Really? So simply running se will actually count all reads? That would be great... But how is it possible that tail(assay(se)) gives 9997 as last row and rowRanges(se) gives an object of length 25892? I am sorry for asking these probably basic questions...

I think you might be confused. The row names for a SummarizedExperiment are the underlying IDs (which in your case might be Entrez Gene IDs? The yieldSize argument simply sets the chunk size for the data being read in, not the total amount of data to read in:

> bams <- c("303301Aligned.sortedByCoord.out.bam","303362Aligned.sortedByCoord.out.bam")
> bfl <- BamFileList(bams)
> se_all <- summarizeOverlaps(ensex, bfl)
> bfl <- BamFileList(bams, yieldSize = 2e5)

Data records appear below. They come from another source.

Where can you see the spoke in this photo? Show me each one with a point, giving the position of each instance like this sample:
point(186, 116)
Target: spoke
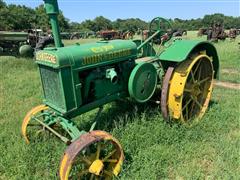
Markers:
point(98, 151)
point(203, 80)
point(186, 104)
point(196, 68)
point(92, 177)
point(111, 160)
point(187, 113)
point(108, 173)
point(193, 79)
point(82, 173)
point(196, 102)
point(187, 90)
point(199, 74)
point(109, 155)
point(191, 110)
point(39, 125)
point(86, 160)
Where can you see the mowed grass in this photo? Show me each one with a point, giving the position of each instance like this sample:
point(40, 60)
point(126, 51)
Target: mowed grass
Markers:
point(153, 149)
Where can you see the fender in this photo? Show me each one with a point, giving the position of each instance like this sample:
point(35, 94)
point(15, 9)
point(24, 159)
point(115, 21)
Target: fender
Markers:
point(180, 50)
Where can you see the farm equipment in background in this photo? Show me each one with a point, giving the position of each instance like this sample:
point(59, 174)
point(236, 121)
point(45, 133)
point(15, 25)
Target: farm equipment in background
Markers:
point(23, 44)
point(79, 78)
point(179, 32)
point(15, 43)
point(110, 34)
point(202, 31)
point(216, 32)
point(232, 34)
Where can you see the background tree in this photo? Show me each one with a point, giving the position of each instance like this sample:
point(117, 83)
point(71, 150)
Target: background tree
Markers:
point(18, 18)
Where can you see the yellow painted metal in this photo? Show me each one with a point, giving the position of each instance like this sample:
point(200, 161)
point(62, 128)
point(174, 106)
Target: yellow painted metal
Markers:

> se_by_yield <- summarizeOverlaps(ensex, bfl)
> se_all
class: RangedSummarizedExperiment
dim: 225589 2
assays(1): counts
rownames(225589): ENSSSCG00000000002 ENSSSCG00000000002 ...

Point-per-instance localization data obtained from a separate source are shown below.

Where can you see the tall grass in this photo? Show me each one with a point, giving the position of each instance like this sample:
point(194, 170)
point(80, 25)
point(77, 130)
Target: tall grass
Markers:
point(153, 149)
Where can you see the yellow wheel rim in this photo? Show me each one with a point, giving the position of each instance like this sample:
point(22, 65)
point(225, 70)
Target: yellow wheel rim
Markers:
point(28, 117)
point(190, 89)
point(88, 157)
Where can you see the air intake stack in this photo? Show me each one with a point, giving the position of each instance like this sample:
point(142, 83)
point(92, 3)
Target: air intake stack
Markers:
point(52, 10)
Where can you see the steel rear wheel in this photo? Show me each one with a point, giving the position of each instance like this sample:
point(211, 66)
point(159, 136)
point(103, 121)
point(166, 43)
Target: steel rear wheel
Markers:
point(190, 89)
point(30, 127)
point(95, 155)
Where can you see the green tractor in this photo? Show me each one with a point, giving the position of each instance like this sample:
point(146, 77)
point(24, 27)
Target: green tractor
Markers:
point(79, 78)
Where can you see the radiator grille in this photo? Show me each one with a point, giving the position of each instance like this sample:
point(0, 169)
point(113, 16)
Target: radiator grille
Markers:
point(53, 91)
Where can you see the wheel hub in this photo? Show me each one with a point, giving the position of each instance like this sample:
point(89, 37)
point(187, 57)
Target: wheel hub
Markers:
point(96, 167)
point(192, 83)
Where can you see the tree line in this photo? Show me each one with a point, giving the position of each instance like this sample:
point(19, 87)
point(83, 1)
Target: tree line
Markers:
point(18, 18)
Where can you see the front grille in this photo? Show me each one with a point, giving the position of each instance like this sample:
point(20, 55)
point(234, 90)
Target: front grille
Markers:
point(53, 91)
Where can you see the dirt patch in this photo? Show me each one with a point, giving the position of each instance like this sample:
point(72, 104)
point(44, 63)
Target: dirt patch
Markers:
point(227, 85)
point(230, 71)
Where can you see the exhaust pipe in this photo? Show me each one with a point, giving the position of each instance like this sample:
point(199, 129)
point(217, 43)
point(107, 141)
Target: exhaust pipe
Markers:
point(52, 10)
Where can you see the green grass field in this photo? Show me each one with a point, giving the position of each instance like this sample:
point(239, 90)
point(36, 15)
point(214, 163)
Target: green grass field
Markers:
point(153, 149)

ENSSSCG00000040989 ENSSSCG00000040989
rowData names(0):
colnames(2): 303301Aligned.sortedByCoord.out.bam
303362Aligned.sortedByCoord.out.bam
colData names(0):
> se_by_yield
class: RangedSummarizedExperiment
dim: 225589 2
assays(1): counts
rownames(225589): ENSSSCG00000000002 ENSSSCG00000000002 ...
ENSSSCG00000040989 ENSSSCG00000040989
rowData names(0):
colnames(2): 303301Aligned.sortedByCoord.out.bam
303362Aligned.sortedByCoord.out.bam
colData names(0):


Please note that the dim for both SummarizedExperiments are identical, and that the rownames are (in this case) Ensembl Gene IDs.